The syphilis bacterium can infect the baby of a woman during her pregnancy. Depending on how long a pregnant woman has been infected, she may have a high risk of having a stillbirth (a baby born dead) or of giving birth to a baby who dies shortly after birth. Treponema pallidum is extremely sensitive to light, air and changes in temperature. Because of this, the disease is difficult to transmit except by intimate contact. You can’t contract syphilis from using the same toilet, bathtub, clothing or tableware as an infected person.
In men, the first sign of syphilis may be a sore on the penis. In women, the first sign may be a sore around or inside the vagina. You might not even notice the sore, because syphilis sores don’t hurt. The sores go away after 3 to 6 weeks.
Primary or early symptoms: The first symptom of syphilis infection is usually a small painless sore in the area of sexual contact. The sore usually appears about 2-6 weeks after exposure and disappears within a few weeks.

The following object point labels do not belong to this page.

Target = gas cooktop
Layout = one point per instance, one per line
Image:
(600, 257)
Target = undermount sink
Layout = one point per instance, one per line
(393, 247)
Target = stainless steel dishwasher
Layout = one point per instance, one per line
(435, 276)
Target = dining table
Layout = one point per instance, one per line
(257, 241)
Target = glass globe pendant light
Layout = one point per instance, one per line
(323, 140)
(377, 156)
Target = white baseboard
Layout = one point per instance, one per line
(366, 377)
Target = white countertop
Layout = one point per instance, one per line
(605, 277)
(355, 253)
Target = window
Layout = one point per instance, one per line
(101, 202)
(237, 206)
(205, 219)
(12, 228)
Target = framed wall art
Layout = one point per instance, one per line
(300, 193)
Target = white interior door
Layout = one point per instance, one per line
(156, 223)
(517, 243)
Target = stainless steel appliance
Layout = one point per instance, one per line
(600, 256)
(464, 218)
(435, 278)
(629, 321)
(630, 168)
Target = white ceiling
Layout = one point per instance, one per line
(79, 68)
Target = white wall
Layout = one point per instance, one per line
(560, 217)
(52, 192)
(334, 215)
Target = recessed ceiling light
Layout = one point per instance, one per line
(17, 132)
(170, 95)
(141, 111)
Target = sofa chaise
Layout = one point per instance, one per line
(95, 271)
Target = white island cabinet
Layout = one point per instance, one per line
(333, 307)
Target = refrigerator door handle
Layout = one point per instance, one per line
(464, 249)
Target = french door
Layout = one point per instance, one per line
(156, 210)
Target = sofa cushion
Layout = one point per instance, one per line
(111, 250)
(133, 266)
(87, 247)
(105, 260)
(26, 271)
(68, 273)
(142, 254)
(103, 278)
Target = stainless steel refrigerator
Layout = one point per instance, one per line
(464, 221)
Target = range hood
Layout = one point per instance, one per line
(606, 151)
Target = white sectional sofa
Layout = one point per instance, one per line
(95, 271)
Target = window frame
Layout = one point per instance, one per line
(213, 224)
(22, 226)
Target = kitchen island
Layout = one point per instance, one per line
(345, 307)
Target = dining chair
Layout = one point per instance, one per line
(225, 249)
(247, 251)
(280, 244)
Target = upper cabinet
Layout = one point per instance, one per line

Secondary symptoms: Shortly after the sore heals, a rash all over the body, swollen lymph nodes, fever, or tiredness may be noticed. These symptoms also disappear within a few weeks. Even though the initial symptoms of syphilis clear up on their own, the syphilis bacterium will remain in the body if not treated.
Latent symptoms: During the latent stage of syphilis, there are no symptoms, but the bacterium is still in the body.
Treatment is simple during the primary and secondary stages, and involves either a single antibiotic injection or two-week course of antibiotic tablets. If your child is sexually active and tells you that he or she has symptoms of any type of STD or knows that he or she had sexual contact with someone who has syphilis, it’s important to help your child get treatment as soon as possible.
Condoms lubricated with spermicides (especially Nonoxynol-9 or N-9) are no more effective than other lubricated condoms in protecting against the transmission of STDs. Based on findings from several research studies, N-9 may itself cause genital lesions, providing a point of entry for HIV and other STDs.